Masalah-masalah dalam pengadaan obat:

1.    Pengadaan biasanya dilakukan oleh pihak ketiga melalui penunjukan langsung maupun pelelangan umum sehingga rumah sakit kurang mendapat informasi kelengkapan dan mutu obat.
2.   Obat dan perbekalan farmasi yang diadakan pada kontrak sesuai dengan yang ada pada standar yang ditetapakan pemerintah seperti harga dan kemasan, sedangkan kemasan yang ada mayoritas kemasan Pot 1000 tablet sehingga pembagiannya sulit.
3.    Penerimaan barang dari pihak ketiga dilakukan oleh panitia penerima yang sering tidak berlatar belakang pendidikan farmasi sehingga tidak mengetahui kualitas barang yang diterima.

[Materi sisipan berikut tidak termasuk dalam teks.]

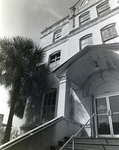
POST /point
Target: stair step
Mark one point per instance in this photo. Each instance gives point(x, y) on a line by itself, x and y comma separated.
point(98, 140)
point(92, 146)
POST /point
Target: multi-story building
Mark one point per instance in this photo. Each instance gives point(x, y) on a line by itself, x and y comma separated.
point(82, 53)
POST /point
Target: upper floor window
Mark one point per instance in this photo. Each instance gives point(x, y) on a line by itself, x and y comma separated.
point(49, 106)
point(54, 61)
point(109, 32)
point(57, 35)
point(103, 8)
point(85, 41)
point(84, 18)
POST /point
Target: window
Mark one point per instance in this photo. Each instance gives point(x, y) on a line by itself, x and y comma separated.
point(103, 8)
point(49, 106)
point(57, 35)
point(109, 32)
point(54, 60)
point(86, 40)
point(84, 18)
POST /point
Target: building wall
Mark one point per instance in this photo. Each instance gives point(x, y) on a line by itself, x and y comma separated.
point(69, 44)
point(69, 41)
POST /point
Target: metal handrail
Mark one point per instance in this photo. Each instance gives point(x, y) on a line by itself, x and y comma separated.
point(30, 133)
point(74, 136)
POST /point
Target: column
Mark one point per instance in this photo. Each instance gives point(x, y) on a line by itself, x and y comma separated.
point(63, 95)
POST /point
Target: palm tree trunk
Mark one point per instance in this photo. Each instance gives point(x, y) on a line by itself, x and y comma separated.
point(9, 122)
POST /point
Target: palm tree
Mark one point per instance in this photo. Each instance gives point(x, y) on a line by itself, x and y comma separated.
point(23, 72)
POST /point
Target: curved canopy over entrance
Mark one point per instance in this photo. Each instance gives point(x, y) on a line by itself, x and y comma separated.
point(92, 65)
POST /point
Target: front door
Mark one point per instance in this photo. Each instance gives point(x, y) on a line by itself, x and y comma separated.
point(107, 115)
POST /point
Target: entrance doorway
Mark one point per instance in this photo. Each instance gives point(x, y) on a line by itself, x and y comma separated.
point(107, 115)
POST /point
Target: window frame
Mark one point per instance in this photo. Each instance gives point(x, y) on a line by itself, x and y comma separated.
point(54, 54)
point(47, 107)
point(107, 27)
point(57, 35)
point(85, 20)
point(85, 37)
point(104, 10)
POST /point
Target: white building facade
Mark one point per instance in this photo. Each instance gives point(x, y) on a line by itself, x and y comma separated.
point(82, 53)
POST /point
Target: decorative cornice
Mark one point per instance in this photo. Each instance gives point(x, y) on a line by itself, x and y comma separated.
point(54, 44)
point(82, 28)
point(55, 26)
point(94, 22)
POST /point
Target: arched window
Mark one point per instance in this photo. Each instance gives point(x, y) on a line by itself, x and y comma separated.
point(49, 103)
point(54, 60)
point(109, 32)
point(84, 18)
point(103, 8)
point(85, 41)
point(57, 35)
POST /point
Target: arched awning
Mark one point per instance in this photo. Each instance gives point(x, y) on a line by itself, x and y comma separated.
point(93, 64)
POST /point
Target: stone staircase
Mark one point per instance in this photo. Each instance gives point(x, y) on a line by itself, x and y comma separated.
point(90, 144)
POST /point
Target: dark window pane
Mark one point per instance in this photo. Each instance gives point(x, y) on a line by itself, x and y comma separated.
point(103, 124)
point(114, 103)
point(115, 121)
point(101, 106)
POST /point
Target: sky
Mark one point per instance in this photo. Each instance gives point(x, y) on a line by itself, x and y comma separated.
point(28, 18)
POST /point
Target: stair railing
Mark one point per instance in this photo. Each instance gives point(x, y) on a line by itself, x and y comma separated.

4.    Seleksi obat tidak dianalisis berdasarkan metode konsumtif, metode morbiditas ataupun analisis PARETO, tapi berdasarkan jenis obat yang tertera pada Surat Keputusan Menteri Kesehatan tentang standard harga obat generik versus dana yang telah dianggarkan, sehingga banyak obat yang dibutuhkan tidak dapat diadakan karena tidak terdapat dalam standard.

Alternatif solusi:
  1. Jenis obat yang dipilih seminimal mungkin
  2. Hindari pilihan obat kombinasi, kecuali jika obat kombinasi mempunyai efek yang lebih baik dibanding obat tunggal.
  3. Apabila jenis obat banyak, maka dipilih berdasar berdasarkan  obat pilihan (drug of choice) dari penyakit yang prevalensinya tinggi.
  4. Menganalisis jenis obat yang dibutuhkan apakah obat tersebut vital, essensial atau non essensial.
  5. Mengidentifikasi obat-obat yang menyerap anggaran terbesar untuk dikendalikan penggunaan dan ditingkatkan pengawasannya
  6. Dibuat tim pengawasan khusus untuk meminimalisir adanya penyimpangan.